The couple—she’s a clinical social worker, he’s a management consultant—wanted to “take a chance on making this work,” Rachel says. But because they didn’t want to sit through a protracted period of trying to unload the place themselves, they made the offer good for just two weeks. And thus far the strategy appears to have worked: After almost no calls about the property in the four weeks it appeared on Craig’s List and in the newspapers, there has been a flurry of activity since Rachel’s flyer hit real-estate agents’ e-mail boxes last Wednesday. “I’ve had a tremendous amount of calls and four showings,” she said on Monday. “It may not seem like many, but in this market, I was fine with that.”

Like a lot of people who want to sell their homes these days—in her flyer, Rachel wrote that “our plan to start thinking about having a big family is making us say goodbye” to the loft—the Bickenbachs can’t understand why their very nice home is getting so little action. Situated inside a charming old red-brick building, it has two bedrooms (with the possibility of converting back to the original three-bedroom floor plan), two baths, and 14-foot-high timber ceilings.
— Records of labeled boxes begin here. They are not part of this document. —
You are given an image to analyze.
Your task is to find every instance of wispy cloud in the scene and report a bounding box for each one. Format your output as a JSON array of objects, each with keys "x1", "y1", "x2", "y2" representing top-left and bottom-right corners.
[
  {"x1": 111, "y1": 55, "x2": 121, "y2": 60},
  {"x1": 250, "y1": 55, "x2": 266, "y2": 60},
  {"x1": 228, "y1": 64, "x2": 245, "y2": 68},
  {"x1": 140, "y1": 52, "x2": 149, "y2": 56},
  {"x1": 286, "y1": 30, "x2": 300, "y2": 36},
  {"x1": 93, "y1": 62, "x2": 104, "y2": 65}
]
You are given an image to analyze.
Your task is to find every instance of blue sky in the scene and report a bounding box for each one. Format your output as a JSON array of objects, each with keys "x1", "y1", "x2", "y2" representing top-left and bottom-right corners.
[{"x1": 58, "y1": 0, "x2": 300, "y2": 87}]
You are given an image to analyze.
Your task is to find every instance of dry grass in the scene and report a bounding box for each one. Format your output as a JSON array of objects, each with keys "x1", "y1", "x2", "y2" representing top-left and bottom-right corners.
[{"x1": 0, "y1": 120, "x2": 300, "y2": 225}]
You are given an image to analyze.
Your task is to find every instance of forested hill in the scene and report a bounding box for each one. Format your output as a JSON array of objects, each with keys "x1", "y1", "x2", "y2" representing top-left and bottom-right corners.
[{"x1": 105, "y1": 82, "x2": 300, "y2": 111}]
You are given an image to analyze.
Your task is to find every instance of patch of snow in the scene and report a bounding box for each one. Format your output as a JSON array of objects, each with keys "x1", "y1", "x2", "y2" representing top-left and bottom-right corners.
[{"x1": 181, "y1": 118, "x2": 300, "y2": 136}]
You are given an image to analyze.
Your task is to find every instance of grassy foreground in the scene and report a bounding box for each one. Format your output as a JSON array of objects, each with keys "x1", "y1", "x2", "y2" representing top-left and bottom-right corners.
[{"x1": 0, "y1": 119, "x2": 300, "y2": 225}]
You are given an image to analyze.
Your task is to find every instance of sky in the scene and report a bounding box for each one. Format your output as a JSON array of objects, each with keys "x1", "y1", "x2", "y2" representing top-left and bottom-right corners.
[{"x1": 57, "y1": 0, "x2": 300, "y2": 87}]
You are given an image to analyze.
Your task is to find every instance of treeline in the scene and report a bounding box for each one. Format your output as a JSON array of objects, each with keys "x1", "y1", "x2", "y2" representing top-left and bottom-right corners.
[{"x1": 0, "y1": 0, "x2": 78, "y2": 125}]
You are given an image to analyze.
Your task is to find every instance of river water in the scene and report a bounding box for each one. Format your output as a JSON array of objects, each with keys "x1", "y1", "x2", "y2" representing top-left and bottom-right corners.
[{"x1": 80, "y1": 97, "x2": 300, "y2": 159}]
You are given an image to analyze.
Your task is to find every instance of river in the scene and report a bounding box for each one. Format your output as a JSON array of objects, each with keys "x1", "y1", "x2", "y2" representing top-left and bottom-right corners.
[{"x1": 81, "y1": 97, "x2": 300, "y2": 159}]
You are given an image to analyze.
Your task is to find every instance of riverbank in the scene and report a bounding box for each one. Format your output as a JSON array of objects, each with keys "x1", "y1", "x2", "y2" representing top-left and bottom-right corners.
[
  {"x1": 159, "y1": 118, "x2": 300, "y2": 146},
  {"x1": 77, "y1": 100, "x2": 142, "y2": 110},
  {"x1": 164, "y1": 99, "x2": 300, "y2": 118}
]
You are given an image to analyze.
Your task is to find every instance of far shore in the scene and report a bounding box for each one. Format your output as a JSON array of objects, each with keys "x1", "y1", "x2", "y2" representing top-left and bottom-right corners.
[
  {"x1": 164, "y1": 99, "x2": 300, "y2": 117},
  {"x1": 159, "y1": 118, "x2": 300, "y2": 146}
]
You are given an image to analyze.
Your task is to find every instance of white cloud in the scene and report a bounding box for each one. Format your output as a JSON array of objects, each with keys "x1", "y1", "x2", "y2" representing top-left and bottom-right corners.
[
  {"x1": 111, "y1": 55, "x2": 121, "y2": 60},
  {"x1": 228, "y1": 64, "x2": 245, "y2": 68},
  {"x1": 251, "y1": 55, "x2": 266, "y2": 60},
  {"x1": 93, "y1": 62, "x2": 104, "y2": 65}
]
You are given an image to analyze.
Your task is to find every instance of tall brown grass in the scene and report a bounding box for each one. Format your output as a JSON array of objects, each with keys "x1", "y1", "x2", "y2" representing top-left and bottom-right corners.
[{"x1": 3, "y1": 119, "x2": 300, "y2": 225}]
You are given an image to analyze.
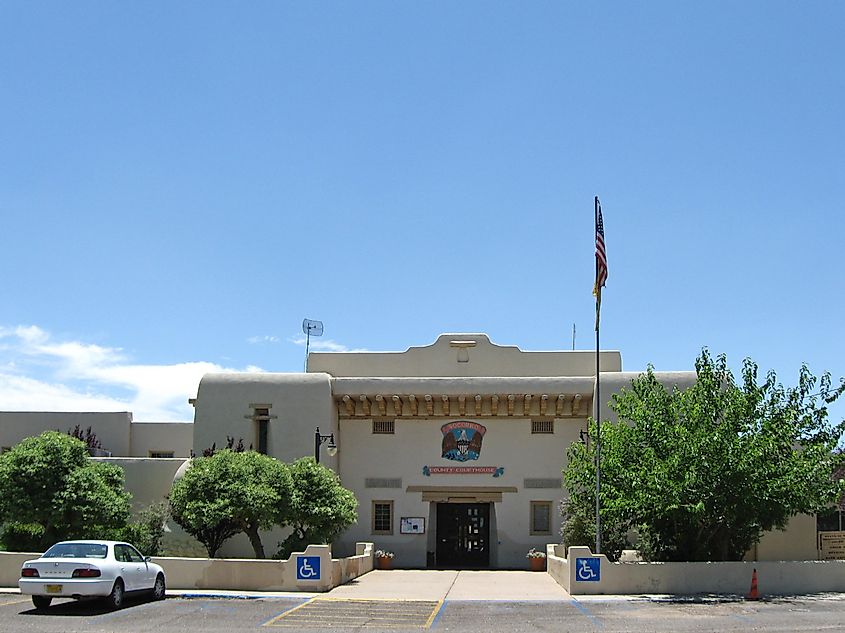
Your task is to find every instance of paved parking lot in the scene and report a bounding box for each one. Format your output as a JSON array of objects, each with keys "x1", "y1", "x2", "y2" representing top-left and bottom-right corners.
[{"x1": 0, "y1": 594, "x2": 845, "y2": 633}]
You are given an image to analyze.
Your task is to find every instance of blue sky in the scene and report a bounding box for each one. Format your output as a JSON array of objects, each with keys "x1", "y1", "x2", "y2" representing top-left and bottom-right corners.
[{"x1": 0, "y1": 0, "x2": 845, "y2": 420}]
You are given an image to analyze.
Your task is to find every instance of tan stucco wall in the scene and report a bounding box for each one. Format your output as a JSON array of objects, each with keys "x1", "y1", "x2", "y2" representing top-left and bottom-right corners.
[
  {"x1": 308, "y1": 334, "x2": 622, "y2": 377},
  {"x1": 93, "y1": 457, "x2": 185, "y2": 512},
  {"x1": 194, "y1": 374, "x2": 337, "y2": 467},
  {"x1": 550, "y1": 547, "x2": 845, "y2": 595},
  {"x1": 0, "y1": 411, "x2": 132, "y2": 455},
  {"x1": 338, "y1": 418, "x2": 586, "y2": 569},
  {"x1": 0, "y1": 543, "x2": 373, "y2": 591},
  {"x1": 129, "y1": 422, "x2": 194, "y2": 457}
]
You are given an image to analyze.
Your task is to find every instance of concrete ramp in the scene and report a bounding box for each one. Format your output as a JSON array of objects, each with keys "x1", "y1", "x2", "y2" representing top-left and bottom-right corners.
[{"x1": 325, "y1": 569, "x2": 571, "y2": 602}]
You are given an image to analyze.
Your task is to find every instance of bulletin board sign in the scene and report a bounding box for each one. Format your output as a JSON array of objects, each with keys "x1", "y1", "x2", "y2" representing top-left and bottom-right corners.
[{"x1": 399, "y1": 517, "x2": 425, "y2": 534}]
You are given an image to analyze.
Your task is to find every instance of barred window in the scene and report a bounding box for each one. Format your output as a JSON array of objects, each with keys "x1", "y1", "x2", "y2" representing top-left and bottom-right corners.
[
  {"x1": 373, "y1": 420, "x2": 396, "y2": 435},
  {"x1": 531, "y1": 420, "x2": 555, "y2": 433},
  {"x1": 531, "y1": 501, "x2": 552, "y2": 535},
  {"x1": 373, "y1": 501, "x2": 393, "y2": 534}
]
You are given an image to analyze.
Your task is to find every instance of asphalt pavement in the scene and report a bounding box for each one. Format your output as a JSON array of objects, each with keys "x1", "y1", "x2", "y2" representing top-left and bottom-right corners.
[{"x1": 0, "y1": 570, "x2": 845, "y2": 633}]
The kitchen, by de Giulio, is sleek and crisp, complementing the exposed brick walls; enlarged windows bathe the living room in light from the south and east; the fireplace is an eco-friendly ethanol burner; and there is a sleeping loft above the main floor (aside from the bedrooms).

“No cookie-cutter here,” Rachel wrote in her e-mail to agents. “My husband and I looked at 50 places in this city before we saw this amazing space [and] knew we had to have this place.” They bought it in May 2005, without the assistance of an agent even though as buyers they wouldn’t have been on the hook for any commission. (The seller pays commissions to both the buying and the selling agent.) “We thought without an agent there was more room for negotiation on price,” Rachel recalls. They have the same flexibility in mind this time around.

So far, no sale has resulted, but there is still a week left on this pitch. Rachel says that among the many calls she has fielded were offers from some real-estate agents to represent the Bickenbachs once the September 5th deadline passes. And then there was the agent who left a message saying, “If you really want to get me to come over, offer me 4 or 5 percent.” Says Rachel, “Maybe what we’re offering isn’t a big enough incentive.”